On the surface, the book seems to be merely a collection of poetry writing. But on looking into the poems closely, the reader can understand that there is a lot more than just simple poetry writing. The cover of the book in itself comes as a solace giving image firstly, with the image of Jesus being shown in the sky and all earth beings on the land. This includes not only humans but also animals. Somewhere, this suggests the poet’s idea of harmony between humans, animals, and nature. The touch of the color blue completes the image and gives relaxation to the mind of the reader. Even if he is stressed out at all, he gets ready to open the book and read through.
The foreword and the preface, in the beginning, serve to be a fine introduction to the poetry volume. They highlight the remarkable talent of the poet and how he has attempted to impart his acquired knowledge and wisdom from his travels and shared it with his readers through his work. The preface defines poetry as “The World’s Dynamic Process”. This can be interpreted as a modern take on the definition of poetry based on the discretion of present-day writers. Also, there is an elaborate discussion on “Poetic Prayers” in the preface. This seems like an appeal of the poet to the readers to not run after worldly, materialistic pleasures and rather take the path that would bring them closer to God and nature and hence give them much more tranquility. In a brief forward by Rev. Brady E. Coleman, he writes,
“Like a cup of cool water to one who is thirsty, I hope that this poetry book gives you spiritual refreshment and rejuvenation.”
This becomes a clear indication of the refreshing experience that this volume of poetry is going to be for the reader.
The poems are divided into 5 sections. He explores the different sides of his poetry writing kyu in these 5 sections. In the first section, he explores the spiritual side. In the second section, he explores his evolved genre of Poetic Prayer. In the third, he explores his invented poetic forms. This is perhaps where he has experimented the most and shows the influence of the literary canon on his poetic style.

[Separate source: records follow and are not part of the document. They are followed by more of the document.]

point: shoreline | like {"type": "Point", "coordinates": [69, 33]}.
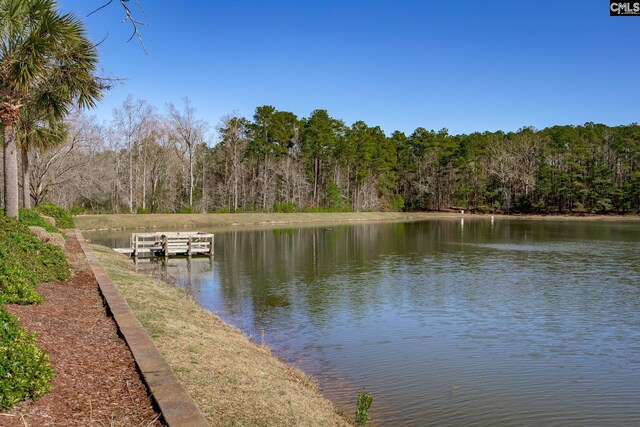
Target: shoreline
{"type": "Point", "coordinates": [233, 380]}
{"type": "Point", "coordinates": [115, 222]}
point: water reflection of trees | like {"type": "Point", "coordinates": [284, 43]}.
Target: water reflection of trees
{"type": "Point", "coordinates": [314, 274]}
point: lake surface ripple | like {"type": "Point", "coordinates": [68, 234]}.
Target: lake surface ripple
{"type": "Point", "coordinates": [445, 323]}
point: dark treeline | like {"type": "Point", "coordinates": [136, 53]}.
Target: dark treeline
{"type": "Point", "coordinates": [144, 161]}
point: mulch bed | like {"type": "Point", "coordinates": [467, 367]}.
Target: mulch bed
{"type": "Point", "coordinates": [96, 382]}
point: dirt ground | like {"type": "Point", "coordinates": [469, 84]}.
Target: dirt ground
{"type": "Point", "coordinates": [96, 382]}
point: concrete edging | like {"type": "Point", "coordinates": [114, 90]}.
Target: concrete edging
{"type": "Point", "coordinates": [177, 407]}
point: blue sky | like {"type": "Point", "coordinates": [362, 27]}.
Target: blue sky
{"type": "Point", "coordinates": [462, 65]}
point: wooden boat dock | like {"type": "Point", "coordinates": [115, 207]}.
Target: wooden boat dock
{"type": "Point", "coordinates": [169, 244]}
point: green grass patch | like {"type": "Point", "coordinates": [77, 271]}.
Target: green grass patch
{"type": "Point", "coordinates": [62, 216]}
{"type": "Point", "coordinates": [25, 372]}
{"type": "Point", "coordinates": [25, 262]}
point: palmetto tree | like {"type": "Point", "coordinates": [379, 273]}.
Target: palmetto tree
{"type": "Point", "coordinates": [46, 63]}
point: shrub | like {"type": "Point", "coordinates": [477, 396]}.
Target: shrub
{"type": "Point", "coordinates": [25, 371]}
{"type": "Point", "coordinates": [25, 262]}
{"type": "Point", "coordinates": [284, 207]}
{"type": "Point", "coordinates": [31, 218]}
{"type": "Point", "coordinates": [185, 210]}
{"type": "Point", "coordinates": [62, 216]}
{"type": "Point", "coordinates": [362, 407]}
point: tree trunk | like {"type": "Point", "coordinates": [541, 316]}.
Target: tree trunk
{"type": "Point", "coordinates": [26, 187]}
{"type": "Point", "coordinates": [10, 169]}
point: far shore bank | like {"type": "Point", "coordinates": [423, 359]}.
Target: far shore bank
{"type": "Point", "coordinates": [179, 221]}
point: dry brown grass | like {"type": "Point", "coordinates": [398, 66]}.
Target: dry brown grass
{"type": "Point", "coordinates": [178, 221]}
{"type": "Point", "coordinates": [233, 381]}
{"type": "Point", "coordinates": [187, 221]}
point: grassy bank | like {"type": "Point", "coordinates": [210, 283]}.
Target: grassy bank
{"type": "Point", "coordinates": [233, 381]}
{"type": "Point", "coordinates": [190, 221]}
{"type": "Point", "coordinates": [178, 221]}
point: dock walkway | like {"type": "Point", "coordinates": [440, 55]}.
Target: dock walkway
{"type": "Point", "coordinates": [169, 244]}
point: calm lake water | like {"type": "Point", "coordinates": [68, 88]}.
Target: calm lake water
{"type": "Point", "coordinates": [523, 323]}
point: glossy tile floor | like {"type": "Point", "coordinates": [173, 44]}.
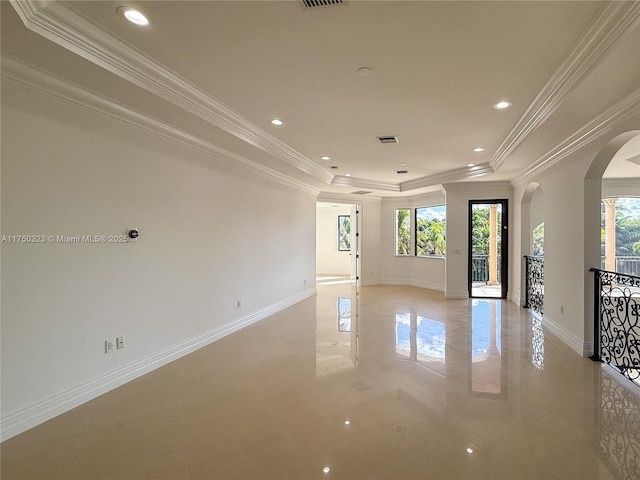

Section four has epulaeryu poems and section five is more of a poetic glossary.
The beauty of Spence Sr. lies in the fact that he does not follow any definite poetic meter and chooses to write as per his natural ability. There can be short poems like “Church Dinner” or “The best taste” and at the same time, poems like “Your time has come” or “Concluding Prayer”. This only adds and makes his poems appear much more original and a treat to the lovers of poetry. At times, his poems in “Sincerely Speaking Spirituality” are very short and crisp and sometimes they become equivalent to a prose text. The poet writes some very beautiful lines in poems like “Mothers” when he says,
“Resting a child’s head, they simmer
a cry with such a hush.”
And in “Covenant Made”,
“The mandate was laid.
A covenant with God made
To share and persuade.
His love came down upon us.
Blessing others in His trust!”
His dramatic monologue, “Escaped in a basket: Paul Bringing God’s Light” is on masterpiece which reminds the reader of Robert Browning.
The presence of the power of God pervades almost all the poems and it keeps on making the reader feel positive about everything around him.
At the same time in the majority of his poems, the poet keeps the reader informed about the verse form he has used while writing that poem. This educates the unaware reader at the same time. This will make sure that the audience reading the poetry volume is much wiser and beyond literary people. Grown-up people are much more likely to find interest in reading the poems as they are not just about simple reading, but understanding the thought of the poet too.